Greetings.  At the upcoming Digital Publishing Workshop, topics will include 
"widgets definitions, standardization" 
(http://www.w3.org/2012/08/electronic-books/topics.html) and, depending upon 
the workshop, "widgets definitions, standardization" could pertain to web 
applications, web components, or both, and web components could become an HTML 
5.1 topic.

As digital book authoring teams are envisioned as making use of advancing 
authoring software with visual design premises, digital books and textbooks are 
anticipated to contain nested visual design components in layouts.  Such visual 
design components can be implemented as web components.

With regard to hypertext-based documents, books and textbooks containing nested 
web components, topics of interest include bookmarking to and hyperlinking to 
specific configurations of books, chapters, sections, and pages in multimedia 
hypertext-based documents, digital books and textbooks.

With regard to nested web components and multimedia elements, there is a tree 
of stateful objects concept and bookmarks could be implemented as XML files, 
for example in a BookmarkML format.  Such XML data could be obtained from and 
loaded into digital book readers' JavaScript API's.

BookmarkML could include, for example, XPath paths to nested stateful web 
components and multimedia elements as well as initialization data for each web 
component and multimedia element.


<bookmark>
  <data path="...xpath1...">init_string_1</data>
  <data path="...xpath2...">init_string_2</data>
</bookmark>

 
or


<bookmark>
  <data path="...xpath1...">
    <param name="x1">value_1</param>
    <param name="x2">value_2</param>
  </data>
  <data path="...xpath2...">
    <param name="x3">value_3</param>
    <param name="x4">value_4</param>
  </data>
</bookmark>


With a BookmarkML format, hypertext containing a hyperlink to a page in a 
digital book could resemble:

"...as you can see in Book, on <a href='book.page123.bookmark' 
type='application/bookmark+xml'>page 123</a>..."
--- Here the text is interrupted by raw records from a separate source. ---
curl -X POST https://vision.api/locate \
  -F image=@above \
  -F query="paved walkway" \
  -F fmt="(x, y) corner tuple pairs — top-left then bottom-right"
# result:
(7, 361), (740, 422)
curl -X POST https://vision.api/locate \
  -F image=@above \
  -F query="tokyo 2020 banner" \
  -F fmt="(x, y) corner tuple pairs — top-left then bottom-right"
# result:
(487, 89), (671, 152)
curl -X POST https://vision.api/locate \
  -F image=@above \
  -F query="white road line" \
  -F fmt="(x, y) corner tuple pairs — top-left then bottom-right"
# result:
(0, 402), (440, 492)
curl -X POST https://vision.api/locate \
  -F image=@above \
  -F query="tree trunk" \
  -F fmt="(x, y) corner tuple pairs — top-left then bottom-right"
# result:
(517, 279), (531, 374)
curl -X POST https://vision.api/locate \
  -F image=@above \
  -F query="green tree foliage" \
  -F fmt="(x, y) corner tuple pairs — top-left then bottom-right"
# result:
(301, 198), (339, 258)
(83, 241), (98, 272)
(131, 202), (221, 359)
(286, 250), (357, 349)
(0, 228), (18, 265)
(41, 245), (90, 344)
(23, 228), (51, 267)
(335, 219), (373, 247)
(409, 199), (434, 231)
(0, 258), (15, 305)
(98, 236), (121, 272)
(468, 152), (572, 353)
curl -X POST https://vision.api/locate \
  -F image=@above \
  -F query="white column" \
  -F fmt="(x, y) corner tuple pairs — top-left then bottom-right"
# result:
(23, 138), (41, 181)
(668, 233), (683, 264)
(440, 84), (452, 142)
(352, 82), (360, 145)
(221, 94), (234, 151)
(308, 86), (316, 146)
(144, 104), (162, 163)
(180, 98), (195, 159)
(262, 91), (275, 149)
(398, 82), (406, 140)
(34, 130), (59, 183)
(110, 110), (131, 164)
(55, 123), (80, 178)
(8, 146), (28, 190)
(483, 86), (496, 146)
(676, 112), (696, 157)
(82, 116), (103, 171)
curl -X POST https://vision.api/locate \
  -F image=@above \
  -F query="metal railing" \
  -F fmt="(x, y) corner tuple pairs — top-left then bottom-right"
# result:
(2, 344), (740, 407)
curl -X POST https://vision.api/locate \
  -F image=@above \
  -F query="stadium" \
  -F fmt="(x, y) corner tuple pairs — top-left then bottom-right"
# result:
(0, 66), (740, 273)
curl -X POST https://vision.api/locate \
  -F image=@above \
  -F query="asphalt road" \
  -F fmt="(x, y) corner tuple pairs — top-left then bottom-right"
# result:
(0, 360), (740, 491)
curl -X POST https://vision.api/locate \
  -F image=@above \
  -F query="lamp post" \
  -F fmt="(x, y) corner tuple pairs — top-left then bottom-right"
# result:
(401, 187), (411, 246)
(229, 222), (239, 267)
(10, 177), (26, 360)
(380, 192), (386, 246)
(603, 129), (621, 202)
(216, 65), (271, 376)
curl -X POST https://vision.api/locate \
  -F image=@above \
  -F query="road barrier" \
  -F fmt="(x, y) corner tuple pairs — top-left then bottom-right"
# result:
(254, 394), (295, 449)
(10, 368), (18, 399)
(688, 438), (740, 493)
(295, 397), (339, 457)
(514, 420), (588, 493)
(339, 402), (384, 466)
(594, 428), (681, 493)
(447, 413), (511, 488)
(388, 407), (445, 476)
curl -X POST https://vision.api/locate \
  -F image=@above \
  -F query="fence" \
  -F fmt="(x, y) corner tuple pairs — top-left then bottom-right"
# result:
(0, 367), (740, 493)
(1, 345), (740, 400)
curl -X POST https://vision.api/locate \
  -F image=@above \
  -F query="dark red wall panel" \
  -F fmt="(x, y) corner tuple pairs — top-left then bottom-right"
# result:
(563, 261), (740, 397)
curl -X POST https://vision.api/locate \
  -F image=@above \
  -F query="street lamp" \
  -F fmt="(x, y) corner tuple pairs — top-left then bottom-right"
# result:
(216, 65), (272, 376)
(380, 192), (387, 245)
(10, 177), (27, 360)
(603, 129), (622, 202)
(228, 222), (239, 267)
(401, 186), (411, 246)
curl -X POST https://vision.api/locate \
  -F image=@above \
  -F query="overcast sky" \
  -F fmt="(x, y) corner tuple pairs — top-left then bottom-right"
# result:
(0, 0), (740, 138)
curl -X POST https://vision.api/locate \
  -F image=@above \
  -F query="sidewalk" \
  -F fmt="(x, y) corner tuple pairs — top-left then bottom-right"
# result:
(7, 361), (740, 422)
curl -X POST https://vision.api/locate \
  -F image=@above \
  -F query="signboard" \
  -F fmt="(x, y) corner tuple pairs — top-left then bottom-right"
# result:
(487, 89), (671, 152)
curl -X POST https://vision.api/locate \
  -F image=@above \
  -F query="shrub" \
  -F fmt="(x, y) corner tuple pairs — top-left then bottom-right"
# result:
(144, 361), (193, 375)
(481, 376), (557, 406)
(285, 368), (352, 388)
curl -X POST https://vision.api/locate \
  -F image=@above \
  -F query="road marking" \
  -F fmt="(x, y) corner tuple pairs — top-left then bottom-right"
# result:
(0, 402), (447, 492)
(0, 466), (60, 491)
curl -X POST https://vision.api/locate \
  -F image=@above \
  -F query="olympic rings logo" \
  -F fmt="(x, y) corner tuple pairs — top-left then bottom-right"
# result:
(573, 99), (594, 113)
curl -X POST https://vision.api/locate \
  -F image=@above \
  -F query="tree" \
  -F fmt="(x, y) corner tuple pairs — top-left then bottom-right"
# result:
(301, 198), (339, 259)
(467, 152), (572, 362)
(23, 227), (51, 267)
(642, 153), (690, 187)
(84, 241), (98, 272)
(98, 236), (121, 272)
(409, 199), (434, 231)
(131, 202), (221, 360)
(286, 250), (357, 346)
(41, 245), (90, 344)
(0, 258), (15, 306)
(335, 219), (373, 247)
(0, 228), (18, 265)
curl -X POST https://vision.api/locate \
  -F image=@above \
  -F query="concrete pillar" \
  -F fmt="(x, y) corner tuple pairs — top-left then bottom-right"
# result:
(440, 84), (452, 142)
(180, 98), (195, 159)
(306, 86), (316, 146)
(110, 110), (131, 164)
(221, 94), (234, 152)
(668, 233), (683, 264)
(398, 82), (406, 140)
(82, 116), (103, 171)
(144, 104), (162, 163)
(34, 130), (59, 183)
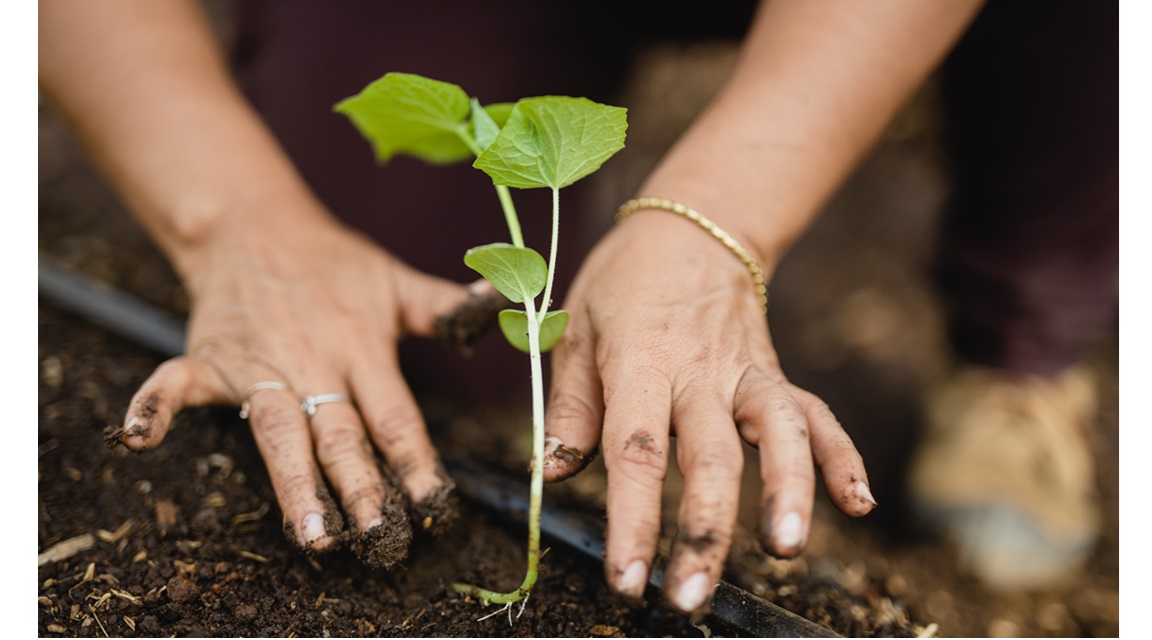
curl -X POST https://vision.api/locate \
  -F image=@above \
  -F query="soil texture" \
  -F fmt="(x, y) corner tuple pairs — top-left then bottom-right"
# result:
(37, 37), (1119, 638)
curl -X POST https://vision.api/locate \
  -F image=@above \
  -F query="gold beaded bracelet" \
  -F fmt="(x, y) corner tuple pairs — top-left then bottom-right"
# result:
(616, 197), (768, 313)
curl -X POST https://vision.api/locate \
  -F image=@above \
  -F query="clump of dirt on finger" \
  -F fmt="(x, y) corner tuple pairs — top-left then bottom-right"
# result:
(434, 291), (508, 350)
(353, 504), (412, 569)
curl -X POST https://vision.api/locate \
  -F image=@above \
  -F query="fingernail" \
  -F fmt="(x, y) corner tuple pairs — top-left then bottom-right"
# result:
(676, 573), (710, 612)
(616, 561), (647, 597)
(544, 435), (564, 468)
(301, 513), (326, 547)
(775, 511), (801, 549)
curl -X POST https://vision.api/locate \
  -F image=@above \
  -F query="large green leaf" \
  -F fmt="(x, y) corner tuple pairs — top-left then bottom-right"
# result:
(464, 242), (548, 303)
(499, 308), (568, 353)
(473, 96), (628, 189)
(335, 73), (472, 165)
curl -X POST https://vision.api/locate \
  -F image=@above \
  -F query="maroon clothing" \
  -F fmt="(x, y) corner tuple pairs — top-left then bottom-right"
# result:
(229, 0), (1119, 401)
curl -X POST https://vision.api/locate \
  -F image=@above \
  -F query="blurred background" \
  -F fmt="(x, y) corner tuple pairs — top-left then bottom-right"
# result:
(38, 1), (1120, 637)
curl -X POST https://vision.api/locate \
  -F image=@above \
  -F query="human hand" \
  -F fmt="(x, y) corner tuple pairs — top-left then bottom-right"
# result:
(110, 204), (483, 566)
(545, 211), (876, 611)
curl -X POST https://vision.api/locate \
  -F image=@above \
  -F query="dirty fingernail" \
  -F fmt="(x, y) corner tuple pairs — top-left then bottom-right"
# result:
(616, 561), (647, 597)
(544, 435), (564, 468)
(301, 513), (326, 546)
(676, 573), (708, 612)
(776, 511), (801, 549)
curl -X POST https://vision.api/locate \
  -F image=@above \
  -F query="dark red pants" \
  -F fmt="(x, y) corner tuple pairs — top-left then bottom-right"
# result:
(235, 0), (1119, 399)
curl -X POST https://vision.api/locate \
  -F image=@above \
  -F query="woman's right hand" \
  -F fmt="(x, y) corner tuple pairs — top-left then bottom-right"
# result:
(114, 203), (470, 566)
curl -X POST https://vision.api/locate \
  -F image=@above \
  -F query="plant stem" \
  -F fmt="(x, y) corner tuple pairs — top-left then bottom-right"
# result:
(538, 189), (560, 322)
(452, 298), (544, 604)
(495, 184), (527, 249)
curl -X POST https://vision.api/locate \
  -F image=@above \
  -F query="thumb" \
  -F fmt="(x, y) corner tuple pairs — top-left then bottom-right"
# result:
(396, 265), (508, 348)
(115, 356), (235, 451)
(544, 322), (604, 482)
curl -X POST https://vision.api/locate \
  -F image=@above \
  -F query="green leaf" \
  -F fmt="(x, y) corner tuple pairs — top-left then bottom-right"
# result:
(473, 96), (628, 189)
(500, 308), (568, 353)
(472, 98), (513, 151)
(464, 242), (548, 303)
(335, 73), (472, 165)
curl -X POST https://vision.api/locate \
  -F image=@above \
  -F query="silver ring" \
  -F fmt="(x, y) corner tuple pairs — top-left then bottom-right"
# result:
(300, 394), (348, 418)
(240, 380), (288, 420)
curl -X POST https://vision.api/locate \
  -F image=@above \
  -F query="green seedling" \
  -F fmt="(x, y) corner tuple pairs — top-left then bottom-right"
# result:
(335, 73), (628, 616)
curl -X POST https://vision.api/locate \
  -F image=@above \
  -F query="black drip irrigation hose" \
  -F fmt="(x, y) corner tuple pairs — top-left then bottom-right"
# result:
(38, 254), (839, 638)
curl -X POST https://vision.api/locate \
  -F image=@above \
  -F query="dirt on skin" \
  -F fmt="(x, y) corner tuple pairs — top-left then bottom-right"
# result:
(37, 38), (1120, 637)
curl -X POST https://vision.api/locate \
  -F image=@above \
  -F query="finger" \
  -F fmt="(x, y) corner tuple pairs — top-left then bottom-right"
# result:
(121, 356), (236, 451)
(544, 308), (604, 482)
(350, 353), (447, 503)
(791, 387), (876, 518)
(309, 400), (412, 569)
(736, 373), (816, 557)
(665, 395), (744, 612)
(604, 369), (672, 599)
(249, 390), (343, 551)
(393, 261), (488, 342)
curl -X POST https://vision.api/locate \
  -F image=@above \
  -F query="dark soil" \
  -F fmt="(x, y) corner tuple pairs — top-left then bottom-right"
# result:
(37, 38), (1119, 637)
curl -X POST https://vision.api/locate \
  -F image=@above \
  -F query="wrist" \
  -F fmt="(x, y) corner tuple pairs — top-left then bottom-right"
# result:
(141, 172), (331, 281)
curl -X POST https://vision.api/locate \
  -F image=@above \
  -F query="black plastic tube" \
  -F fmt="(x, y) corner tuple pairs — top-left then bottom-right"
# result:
(39, 256), (839, 638)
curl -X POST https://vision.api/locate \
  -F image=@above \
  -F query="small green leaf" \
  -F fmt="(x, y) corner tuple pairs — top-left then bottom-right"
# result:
(473, 96), (628, 189)
(472, 98), (513, 151)
(464, 242), (548, 303)
(500, 308), (568, 353)
(335, 73), (472, 165)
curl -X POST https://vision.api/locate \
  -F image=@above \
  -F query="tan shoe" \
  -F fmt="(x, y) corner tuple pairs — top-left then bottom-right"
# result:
(908, 367), (1100, 588)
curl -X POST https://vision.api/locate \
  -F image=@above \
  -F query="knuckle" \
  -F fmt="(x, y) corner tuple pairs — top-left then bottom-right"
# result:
(548, 393), (600, 425)
(684, 439), (744, 477)
(316, 421), (372, 467)
(605, 432), (668, 481)
(252, 406), (303, 448)
(372, 406), (424, 451)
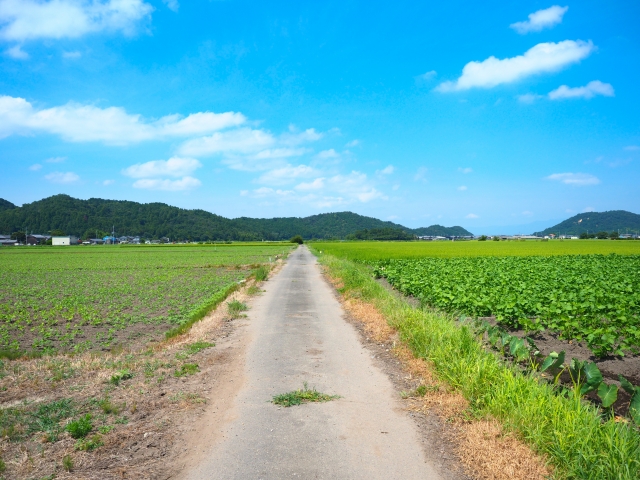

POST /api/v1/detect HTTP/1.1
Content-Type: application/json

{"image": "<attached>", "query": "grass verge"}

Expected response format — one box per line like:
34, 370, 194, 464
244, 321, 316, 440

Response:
320, 251, 640, 480
271, 382, 340, 407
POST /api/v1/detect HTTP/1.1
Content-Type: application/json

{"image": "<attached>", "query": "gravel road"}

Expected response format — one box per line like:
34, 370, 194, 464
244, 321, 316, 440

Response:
182, 246, 440, 480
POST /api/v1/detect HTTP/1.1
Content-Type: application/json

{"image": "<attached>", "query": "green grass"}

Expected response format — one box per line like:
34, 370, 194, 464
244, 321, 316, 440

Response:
316, 251, 640, 480
271, 382, 340, 407
0, 244, 293, 350
312, 240, 640, 261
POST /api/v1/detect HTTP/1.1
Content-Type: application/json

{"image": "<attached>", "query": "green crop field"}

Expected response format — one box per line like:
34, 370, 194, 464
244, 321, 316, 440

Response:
314, 240, 640, 261
374, 255, 640, 355
0, 244, 291, 352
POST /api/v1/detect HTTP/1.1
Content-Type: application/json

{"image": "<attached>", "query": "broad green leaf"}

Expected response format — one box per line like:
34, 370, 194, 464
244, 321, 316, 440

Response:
598, 382, 618, 408
618, 375, 637, 395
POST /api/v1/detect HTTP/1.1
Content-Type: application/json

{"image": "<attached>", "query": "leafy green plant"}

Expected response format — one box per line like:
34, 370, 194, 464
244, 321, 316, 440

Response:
227, 300, 249, 318
174, 363, 200, 377
67, 413, 93, 439
109, 370, 133, 386
62, 455, 73, 472
272, 382, 340, 407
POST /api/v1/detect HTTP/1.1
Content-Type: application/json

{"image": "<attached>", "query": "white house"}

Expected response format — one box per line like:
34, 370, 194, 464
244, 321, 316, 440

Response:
51, 235, 78, 245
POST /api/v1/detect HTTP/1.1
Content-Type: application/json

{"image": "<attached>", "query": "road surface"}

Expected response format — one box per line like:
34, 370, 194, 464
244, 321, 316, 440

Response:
182, 246, 440, 480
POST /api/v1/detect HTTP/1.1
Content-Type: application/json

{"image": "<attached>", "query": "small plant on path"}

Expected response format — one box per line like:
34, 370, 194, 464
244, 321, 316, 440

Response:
271, 382, 340, 407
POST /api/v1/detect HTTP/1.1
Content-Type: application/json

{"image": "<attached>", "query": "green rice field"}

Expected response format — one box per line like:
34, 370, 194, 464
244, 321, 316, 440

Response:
0, 244, 291, 353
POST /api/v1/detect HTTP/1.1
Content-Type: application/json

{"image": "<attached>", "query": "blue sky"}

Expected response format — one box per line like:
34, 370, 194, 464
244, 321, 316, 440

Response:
0, 0, 640, 233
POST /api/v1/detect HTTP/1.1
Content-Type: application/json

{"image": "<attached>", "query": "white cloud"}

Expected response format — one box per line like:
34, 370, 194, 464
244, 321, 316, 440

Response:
178, 128, 276, 157
133, 176, 202, 192
413, 167, 429, 182
0, 96, 246, 145
545, 173, 600, 187
0, 0, 153, 42
436, 40, 595, 92
518, 93, 544, 104
549, 80, 615, 100
295, 177, 324, 191
5, 45, 29, 60
44, 172, 80, 184
257, 165, 318, 185
122, 157, 202, 178
509, 5, 569, 35
162, 0, 180, 12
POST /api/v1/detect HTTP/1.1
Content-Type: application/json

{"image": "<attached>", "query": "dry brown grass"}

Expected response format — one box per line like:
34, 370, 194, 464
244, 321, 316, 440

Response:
330, 292, 552, 480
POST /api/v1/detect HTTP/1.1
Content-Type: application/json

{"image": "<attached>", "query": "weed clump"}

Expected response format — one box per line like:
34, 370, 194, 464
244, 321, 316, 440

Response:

With regard to a URI syntax, based upon the tree-based nature of the data, it 
is possible that a predicate calculus syntax could be utilized in URI 
fragments, as per: #P1(X, P2(Y, Z)) .

With BookmarkML, URI syntax, or both, pertinent topics include the interfaces 
of some stateful hypertext elements, <object> and multimedia elements, and 
heuristics could be described to obtain data from hypertext elements.